Nous décidons de faire une petite pause repas après avoir fini cette dernière partie difficile (petit sandwich avocat/knacky/fromage), et repartons après 20 minutes: il nous reste encore 10km à faire et l’heure tourne ! Le reste du chemin est un peu moins fun : une longue route, en plein cagnard, avec des paysages un peu moins sympathique. On se perd beaucoup aussi, on fait en tout 7km de plus que prévu. Mais le problème principal vient surtout de l’état de santé de Morgan, qui commence à se sentir malade 7 km avant la fin de la randonnée (surement une intoxication alimentaire due au jus de fruit de la veille…).
Le reste de la randonné devient donc un réel enfer, ses forces partant progressivement et son état empirait.
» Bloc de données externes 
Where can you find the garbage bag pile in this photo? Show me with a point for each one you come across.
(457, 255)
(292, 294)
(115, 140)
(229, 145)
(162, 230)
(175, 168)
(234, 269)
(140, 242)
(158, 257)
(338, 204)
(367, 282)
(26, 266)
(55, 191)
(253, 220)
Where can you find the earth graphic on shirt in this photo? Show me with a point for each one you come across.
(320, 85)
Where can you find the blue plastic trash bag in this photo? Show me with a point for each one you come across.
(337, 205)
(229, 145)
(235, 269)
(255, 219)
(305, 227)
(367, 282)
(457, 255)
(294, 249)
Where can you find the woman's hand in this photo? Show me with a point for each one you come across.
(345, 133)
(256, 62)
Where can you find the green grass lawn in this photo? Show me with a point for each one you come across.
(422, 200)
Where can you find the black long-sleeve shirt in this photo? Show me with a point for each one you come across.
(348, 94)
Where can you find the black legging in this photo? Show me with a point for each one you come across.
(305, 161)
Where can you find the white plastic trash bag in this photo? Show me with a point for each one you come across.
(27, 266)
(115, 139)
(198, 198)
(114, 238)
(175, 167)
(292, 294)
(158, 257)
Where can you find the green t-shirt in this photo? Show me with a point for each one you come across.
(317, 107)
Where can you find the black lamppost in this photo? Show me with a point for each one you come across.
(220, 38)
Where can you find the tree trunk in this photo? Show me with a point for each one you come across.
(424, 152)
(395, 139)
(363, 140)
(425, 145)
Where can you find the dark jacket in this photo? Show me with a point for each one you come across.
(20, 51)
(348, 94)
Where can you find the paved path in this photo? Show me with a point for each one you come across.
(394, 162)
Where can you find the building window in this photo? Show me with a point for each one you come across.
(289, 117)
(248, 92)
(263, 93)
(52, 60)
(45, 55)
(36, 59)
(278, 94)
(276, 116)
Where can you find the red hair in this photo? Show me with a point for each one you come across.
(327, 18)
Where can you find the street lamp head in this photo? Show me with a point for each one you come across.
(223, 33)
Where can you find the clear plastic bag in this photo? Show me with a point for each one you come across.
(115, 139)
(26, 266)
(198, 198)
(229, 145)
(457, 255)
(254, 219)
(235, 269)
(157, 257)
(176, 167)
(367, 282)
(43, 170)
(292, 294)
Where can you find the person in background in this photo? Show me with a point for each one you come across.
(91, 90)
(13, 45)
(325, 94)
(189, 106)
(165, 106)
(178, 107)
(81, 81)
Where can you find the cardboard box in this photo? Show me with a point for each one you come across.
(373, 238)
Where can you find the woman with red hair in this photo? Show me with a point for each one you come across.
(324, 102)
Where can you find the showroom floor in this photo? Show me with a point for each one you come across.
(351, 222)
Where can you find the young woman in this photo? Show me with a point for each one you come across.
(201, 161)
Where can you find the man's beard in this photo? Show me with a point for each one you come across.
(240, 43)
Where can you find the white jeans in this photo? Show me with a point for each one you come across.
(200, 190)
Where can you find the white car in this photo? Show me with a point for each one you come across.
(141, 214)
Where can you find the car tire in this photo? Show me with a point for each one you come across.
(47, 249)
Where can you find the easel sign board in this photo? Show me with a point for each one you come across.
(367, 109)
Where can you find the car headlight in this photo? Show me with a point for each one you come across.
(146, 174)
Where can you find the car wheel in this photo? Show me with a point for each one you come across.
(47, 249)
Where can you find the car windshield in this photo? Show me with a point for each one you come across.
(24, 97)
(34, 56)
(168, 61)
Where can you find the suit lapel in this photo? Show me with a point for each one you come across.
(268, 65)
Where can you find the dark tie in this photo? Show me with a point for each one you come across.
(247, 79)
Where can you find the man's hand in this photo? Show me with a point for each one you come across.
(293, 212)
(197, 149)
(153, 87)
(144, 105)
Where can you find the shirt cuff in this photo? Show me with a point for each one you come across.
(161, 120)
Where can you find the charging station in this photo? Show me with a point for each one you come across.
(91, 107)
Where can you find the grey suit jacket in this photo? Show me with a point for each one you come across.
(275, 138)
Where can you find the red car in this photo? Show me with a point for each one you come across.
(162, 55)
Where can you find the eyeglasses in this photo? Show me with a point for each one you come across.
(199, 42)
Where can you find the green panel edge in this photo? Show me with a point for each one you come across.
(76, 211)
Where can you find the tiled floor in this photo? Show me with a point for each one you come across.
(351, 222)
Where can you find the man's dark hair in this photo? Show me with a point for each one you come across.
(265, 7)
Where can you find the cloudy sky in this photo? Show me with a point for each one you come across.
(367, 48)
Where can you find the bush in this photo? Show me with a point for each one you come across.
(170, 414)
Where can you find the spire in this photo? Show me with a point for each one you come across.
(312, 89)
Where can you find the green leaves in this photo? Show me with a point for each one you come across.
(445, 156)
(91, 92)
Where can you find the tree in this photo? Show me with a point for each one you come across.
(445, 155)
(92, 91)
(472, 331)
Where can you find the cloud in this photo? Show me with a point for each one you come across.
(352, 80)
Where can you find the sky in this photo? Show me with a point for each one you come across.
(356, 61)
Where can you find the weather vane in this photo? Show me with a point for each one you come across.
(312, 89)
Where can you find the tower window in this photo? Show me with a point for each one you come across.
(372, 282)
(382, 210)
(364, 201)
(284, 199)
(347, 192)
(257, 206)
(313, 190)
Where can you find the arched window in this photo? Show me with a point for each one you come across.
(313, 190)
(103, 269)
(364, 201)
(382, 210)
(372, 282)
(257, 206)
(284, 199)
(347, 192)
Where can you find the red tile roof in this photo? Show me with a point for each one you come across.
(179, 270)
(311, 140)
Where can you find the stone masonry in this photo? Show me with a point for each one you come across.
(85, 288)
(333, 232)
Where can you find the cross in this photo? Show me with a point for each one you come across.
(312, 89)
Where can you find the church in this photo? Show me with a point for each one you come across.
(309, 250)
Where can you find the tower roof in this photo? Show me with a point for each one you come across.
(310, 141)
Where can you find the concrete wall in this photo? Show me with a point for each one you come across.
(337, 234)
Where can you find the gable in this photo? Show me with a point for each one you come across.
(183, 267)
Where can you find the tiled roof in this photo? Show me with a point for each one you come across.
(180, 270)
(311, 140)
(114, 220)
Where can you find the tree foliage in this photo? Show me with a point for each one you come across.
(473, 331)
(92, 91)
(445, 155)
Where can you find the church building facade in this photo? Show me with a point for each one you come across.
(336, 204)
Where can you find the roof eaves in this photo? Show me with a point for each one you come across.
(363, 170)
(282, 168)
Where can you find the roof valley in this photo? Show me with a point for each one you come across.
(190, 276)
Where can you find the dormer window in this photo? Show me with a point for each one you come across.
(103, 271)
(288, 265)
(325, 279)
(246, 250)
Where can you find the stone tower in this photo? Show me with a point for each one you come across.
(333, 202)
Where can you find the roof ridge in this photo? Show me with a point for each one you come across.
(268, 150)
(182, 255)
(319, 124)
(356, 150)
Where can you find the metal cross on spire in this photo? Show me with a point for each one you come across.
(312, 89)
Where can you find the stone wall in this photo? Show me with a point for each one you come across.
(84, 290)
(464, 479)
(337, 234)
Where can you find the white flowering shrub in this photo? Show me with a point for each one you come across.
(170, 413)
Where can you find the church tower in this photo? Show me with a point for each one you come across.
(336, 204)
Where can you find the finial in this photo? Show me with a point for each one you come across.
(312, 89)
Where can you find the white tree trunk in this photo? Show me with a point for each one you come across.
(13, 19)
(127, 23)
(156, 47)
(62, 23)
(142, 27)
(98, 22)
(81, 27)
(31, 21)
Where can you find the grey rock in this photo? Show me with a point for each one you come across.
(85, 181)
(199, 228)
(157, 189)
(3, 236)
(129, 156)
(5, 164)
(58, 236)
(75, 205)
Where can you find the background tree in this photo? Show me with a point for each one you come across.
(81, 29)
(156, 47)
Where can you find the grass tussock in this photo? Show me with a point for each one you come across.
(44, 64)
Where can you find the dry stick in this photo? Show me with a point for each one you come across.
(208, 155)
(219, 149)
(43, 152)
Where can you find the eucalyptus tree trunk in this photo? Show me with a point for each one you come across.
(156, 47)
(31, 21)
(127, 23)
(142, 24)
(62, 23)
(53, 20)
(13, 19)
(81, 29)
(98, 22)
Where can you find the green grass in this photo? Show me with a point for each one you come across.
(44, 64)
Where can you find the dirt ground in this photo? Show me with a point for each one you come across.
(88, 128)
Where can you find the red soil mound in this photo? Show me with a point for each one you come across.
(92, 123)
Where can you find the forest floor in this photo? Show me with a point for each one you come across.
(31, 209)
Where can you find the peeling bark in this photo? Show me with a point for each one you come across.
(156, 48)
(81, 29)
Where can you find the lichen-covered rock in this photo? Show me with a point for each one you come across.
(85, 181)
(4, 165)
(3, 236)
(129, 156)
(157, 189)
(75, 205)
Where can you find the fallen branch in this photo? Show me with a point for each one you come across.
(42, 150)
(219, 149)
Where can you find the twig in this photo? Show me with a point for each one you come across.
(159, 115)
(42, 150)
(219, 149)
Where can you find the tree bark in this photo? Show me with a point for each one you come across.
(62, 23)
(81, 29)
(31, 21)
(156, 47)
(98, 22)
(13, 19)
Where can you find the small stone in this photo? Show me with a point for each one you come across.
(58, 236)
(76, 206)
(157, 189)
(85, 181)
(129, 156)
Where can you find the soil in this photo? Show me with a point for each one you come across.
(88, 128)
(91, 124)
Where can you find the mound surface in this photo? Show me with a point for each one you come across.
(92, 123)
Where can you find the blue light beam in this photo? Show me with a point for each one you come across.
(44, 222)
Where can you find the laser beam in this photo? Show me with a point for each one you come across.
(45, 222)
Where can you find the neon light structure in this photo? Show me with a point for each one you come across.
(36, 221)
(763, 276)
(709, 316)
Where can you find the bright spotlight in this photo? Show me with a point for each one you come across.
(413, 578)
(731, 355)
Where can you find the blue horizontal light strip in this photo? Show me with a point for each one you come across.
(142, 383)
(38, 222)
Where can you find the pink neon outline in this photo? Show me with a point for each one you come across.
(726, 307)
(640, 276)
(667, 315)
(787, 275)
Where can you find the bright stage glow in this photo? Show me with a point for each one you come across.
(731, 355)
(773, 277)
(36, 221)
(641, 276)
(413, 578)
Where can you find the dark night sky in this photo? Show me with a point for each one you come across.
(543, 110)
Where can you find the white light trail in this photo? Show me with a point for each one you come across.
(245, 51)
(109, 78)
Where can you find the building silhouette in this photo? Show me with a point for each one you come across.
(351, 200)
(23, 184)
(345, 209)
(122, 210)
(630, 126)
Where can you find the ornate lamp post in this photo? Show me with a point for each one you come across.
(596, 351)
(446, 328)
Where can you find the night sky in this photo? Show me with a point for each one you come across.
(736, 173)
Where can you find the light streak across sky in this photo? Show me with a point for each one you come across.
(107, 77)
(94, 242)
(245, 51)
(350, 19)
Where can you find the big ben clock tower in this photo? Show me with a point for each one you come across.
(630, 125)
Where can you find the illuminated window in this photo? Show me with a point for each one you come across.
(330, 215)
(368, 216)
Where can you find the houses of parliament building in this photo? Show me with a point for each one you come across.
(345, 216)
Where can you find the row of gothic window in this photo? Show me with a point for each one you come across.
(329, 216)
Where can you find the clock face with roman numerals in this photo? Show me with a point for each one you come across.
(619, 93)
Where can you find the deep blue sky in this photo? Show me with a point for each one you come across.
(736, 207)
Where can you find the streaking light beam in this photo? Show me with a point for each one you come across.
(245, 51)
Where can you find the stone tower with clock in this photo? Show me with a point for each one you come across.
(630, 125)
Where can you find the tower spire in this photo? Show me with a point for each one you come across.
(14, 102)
Fanny a cependant géré la situation avec une main de maître, en portant les 2 sacs à dos et en gérant le timing. C’est donc dans la souffrance que la rando se finit, à 15h08. Croyez-le ou non, nous sommes les premiers arrivés sur place. Après une demi heure d’attente, nous montons dans le mini bus, et partons pour presque 3h entassés (3h très longues pour Morgan, qui essaie tant bien que mal de ne pas vomir au milieu de tout le monde). Nous sommes 15 dans un van 12 places, certains d’abouts d’autres assis par terre.
Nous découvrons cependant que notre situation n’est pas la pire du groupe : c’est à ce moment que nous apprenons que l’israélienne s’est fait mordre par le chien qui nous avait aussi agressé. N’étant pas vaccinée contre la rage, il est urgent pour elle d’aller à l’hôpital afin d’avoir un traitement le plus rapidement possible. Fanny rencontre aussi dans le bus une dame bolivienne, travaillant dans l’école d’un minuscule village, et habitant à Sucre : elle fait donc tous les jours près de 4h de minibus afin de se rendre sur son lieu de travail, de quoi relativiser avec les bouchons de la rocade toulousaine! Ce trajet été chaotique, roulant en van surchargé sur des chemins de sables caillouteux au bord de ravins. En regardant par la fenêtre, on ne voyait même pas le ravin, c’est pour dire. Et pourtant, les paysages étaient somptueux! La plus belle route que nous avons vu pour l’instant.
Nous arrivons à notre hôtel vers 19h, Morgan fonce au lit et prend 2 jours de repos forcés avant d’être un minimum mieux.
Le trek du cratère de Maragua aura été une expérience fabuleuse pour nous deux : malgré les quelques galères, les paysages furent magnifiques, et quel plaisir de nous retrouver perdus au milieu de la nature pendant 2 jours. Énormément de tours guide proposent des excursions pour faire ce trek, mais nous n’avons absolument pas regrettés de l’avoir fait en autonomie !
Ce fut au total 45 kilomètres (merci les quelque fois ou nous nous sommes perdus) et 900 mètres de dénivelés positifs sur 2 jours.
Après quelque jours de repos, nous prenons un bus de nuit; direction le nord du pays : Cochabamba et La Paz.